Autour de lui, la flotte glissait dans un silence quasi-total, comme il l'avait ordonné quand ils avaient commencé à longer la côte. Elle était aussi silencieuse que des requins qui fonçaient vers leur proie, que le moment qui suivait la mort d'un homme. A ce moment-là, Irrien était l'éclat de lumière sur la pointe d'une lance et le reste de sa flotte le suivait comme sa pointe élargie.

Sa chaise n'était pas la chaise en pierre noire sur laquelle il s'asseyait à Felldust mais un objet plus léger fabriqué avec les os de créatures qu'il avait tuées. Les fémurs d'un rôdeur des ténèbres formaient le dossier et des os de doigts humains étaient intégrés aux accoudoirs. Il avait recouvert la chaise de la fourrure d'animaux qu'il avait chassés. C'était une autre leçon qu'il avait apprise : en temps de paix, un homme devait mettre en valeur sa courtoisie et, en temps de guerre, sa cruauté.

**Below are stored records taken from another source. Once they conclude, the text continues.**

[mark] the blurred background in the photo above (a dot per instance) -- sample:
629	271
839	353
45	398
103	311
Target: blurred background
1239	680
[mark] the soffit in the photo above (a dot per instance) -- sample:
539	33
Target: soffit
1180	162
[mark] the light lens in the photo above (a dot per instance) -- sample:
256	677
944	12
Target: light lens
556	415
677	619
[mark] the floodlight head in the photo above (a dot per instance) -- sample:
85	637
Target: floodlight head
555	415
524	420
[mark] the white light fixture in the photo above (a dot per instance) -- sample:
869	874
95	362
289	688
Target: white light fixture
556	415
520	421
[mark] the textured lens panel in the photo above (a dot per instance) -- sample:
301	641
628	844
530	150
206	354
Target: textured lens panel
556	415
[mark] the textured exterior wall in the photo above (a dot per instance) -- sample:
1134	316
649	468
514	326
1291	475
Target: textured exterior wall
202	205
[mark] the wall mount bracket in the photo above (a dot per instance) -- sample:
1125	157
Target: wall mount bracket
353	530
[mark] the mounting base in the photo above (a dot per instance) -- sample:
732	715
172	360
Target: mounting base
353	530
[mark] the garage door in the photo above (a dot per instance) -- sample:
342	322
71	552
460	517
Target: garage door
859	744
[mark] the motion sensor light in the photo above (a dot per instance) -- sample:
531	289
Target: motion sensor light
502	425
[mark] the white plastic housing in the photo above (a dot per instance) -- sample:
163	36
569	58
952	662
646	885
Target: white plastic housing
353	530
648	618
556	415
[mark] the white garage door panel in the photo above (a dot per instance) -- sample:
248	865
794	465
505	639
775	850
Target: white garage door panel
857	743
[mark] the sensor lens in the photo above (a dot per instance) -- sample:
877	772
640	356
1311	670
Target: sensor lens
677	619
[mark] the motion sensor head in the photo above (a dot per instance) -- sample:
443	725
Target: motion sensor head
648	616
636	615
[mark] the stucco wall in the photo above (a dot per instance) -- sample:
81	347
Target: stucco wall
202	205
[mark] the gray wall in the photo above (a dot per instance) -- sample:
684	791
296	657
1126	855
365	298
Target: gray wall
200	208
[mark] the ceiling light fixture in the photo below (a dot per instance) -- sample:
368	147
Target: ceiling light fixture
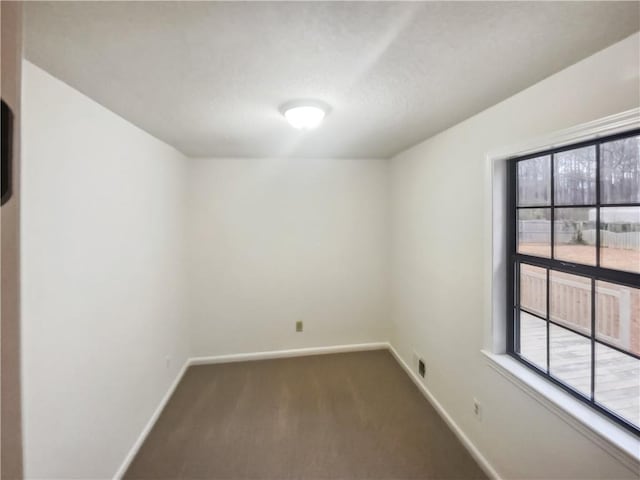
304	115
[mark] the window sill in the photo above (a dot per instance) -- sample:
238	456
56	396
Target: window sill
614	439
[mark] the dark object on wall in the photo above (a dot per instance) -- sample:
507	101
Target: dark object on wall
7	140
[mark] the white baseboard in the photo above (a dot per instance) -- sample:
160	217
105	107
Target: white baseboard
298	352
471	448
147	428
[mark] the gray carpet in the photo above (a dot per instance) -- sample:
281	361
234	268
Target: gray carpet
341	416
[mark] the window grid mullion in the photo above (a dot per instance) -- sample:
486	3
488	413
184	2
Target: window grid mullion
593	273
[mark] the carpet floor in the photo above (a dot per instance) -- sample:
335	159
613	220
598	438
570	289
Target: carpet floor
339	416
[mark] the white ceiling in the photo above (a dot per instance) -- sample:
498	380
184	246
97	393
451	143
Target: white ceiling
208	77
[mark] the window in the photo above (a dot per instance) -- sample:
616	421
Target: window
574	271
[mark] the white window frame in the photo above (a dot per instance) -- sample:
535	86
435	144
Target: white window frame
620	443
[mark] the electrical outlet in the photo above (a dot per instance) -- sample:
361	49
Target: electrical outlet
477	409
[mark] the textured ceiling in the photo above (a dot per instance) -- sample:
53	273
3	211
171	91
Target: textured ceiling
208	77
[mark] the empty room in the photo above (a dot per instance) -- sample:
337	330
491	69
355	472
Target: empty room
320	240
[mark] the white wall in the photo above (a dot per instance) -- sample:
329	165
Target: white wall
438	256
103	300
278	240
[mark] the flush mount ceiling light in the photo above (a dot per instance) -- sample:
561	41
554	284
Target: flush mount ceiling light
304	115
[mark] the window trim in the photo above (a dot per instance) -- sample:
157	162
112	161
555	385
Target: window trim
593	272
617	441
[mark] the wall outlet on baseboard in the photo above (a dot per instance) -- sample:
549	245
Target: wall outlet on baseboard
477	409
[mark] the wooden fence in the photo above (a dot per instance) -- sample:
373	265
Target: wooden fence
570	305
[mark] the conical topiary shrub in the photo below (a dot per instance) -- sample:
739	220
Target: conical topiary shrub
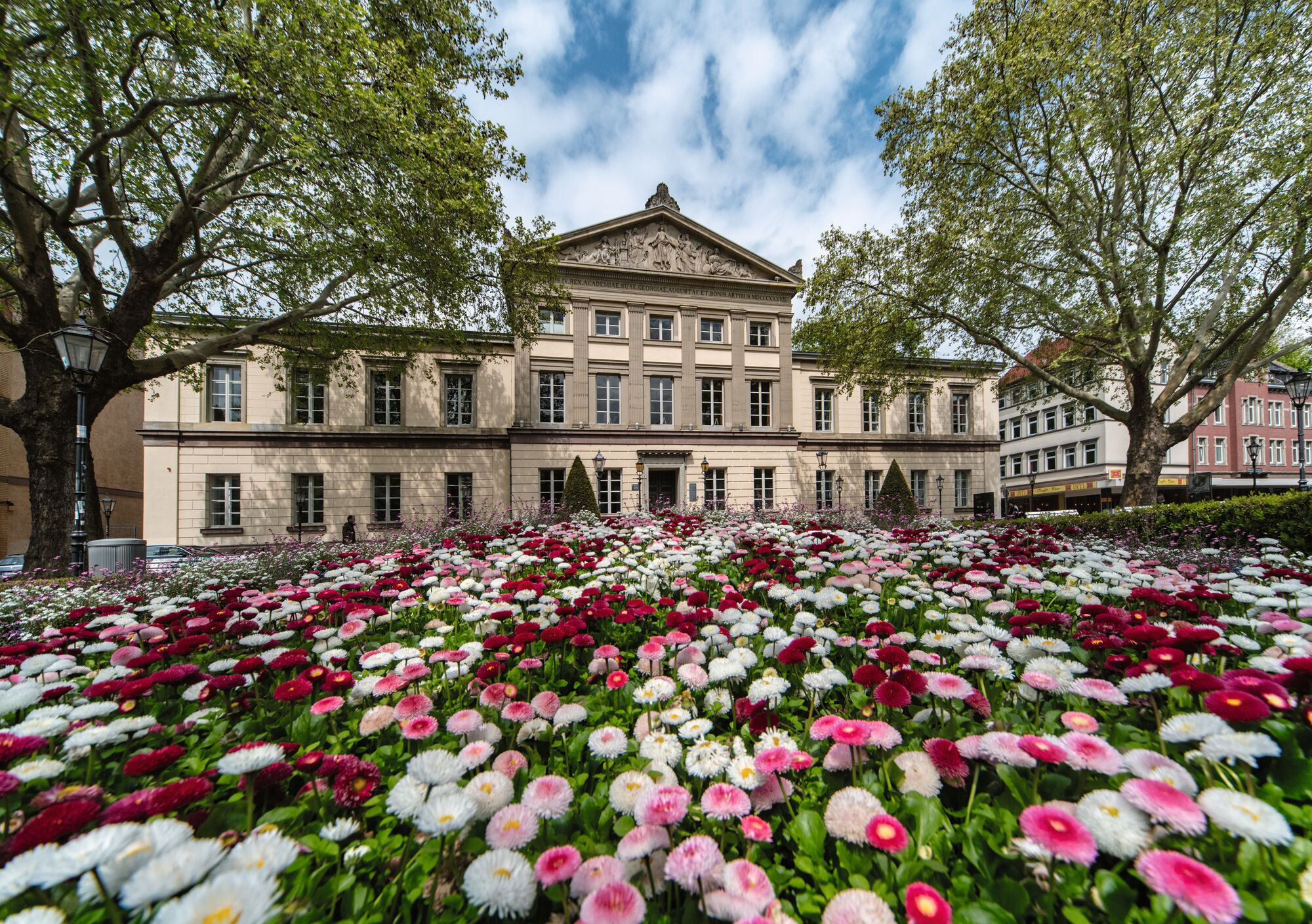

Pour prouver sa cruauté, Irrien tira sur une chaîne reliée à sa chaise. L'autre extrémité de la chaîne servait d'entrave à un des guerriers de cette soi-disant rébellion, qui avait préféré s'agenouiller que mourir à la guerre.

“On arrive bientôt”, dit-il.

“Ou-oui, mon seigneur”, répondit l'homme.

Irrien tira à nouveau sur la chaîne. “Ne parle que quand on te le demande.”

L'homme se mit à implorer maladroitement la clémence d'Irrien, qui l'ignora. Il préféra regarder devant lui, bien qu'il ait disposé son bouclier pour que sa surface en métal lui révèle l'approche d'éventuels assassins par derrière.

Un homme sage faisait toujours ces deux choses. Les autres pierres de Felldust pensaient probablement qu'Irrien était fou de partir pour ce pays sans poussière pendant qu'eux y restaient. Ils pensaient probablement qu'il n'était pas au courant de leurs intrigues et de leurs machinations.

Irrien sourit encore plus quand il pensa à la tête qu'ils feraient quand ils se rendraient compte de ce qui se passait vraiment. Il ressentit encore plus de plaisir quand il se tourna vers la côte et y vit les feux qui y naissaient subitement à mesure que ses bandes de pilleurs débarquaient. D'habitude, Irrien détestait le gaspillage que représentait l'incendie des bâtiments mais, en temps de guerre, ces incendies étaient une arme utile.

Non, l'arme véritable, c'était la peur. Le feu et la menace silencieuse n'étaient que les moyens de l'aiguiser. La peur était une arme aussi puissante qu'un poison lent, aussi dangereuse qu'une épée. La peur pouvait pousser un homme fort à s'enfuir ou à se rendre sans se battre. La peur pouvait pousser les ennemis à faire de mauvais choix, à charger par bravade irréfléchie ou à se recroqueviller sur eux-mêmes quand il aurait fallu qu'ils se battent. La peur transformait les hommes en esclaves, les figeait sur place même quand ils étaient plus nombreux.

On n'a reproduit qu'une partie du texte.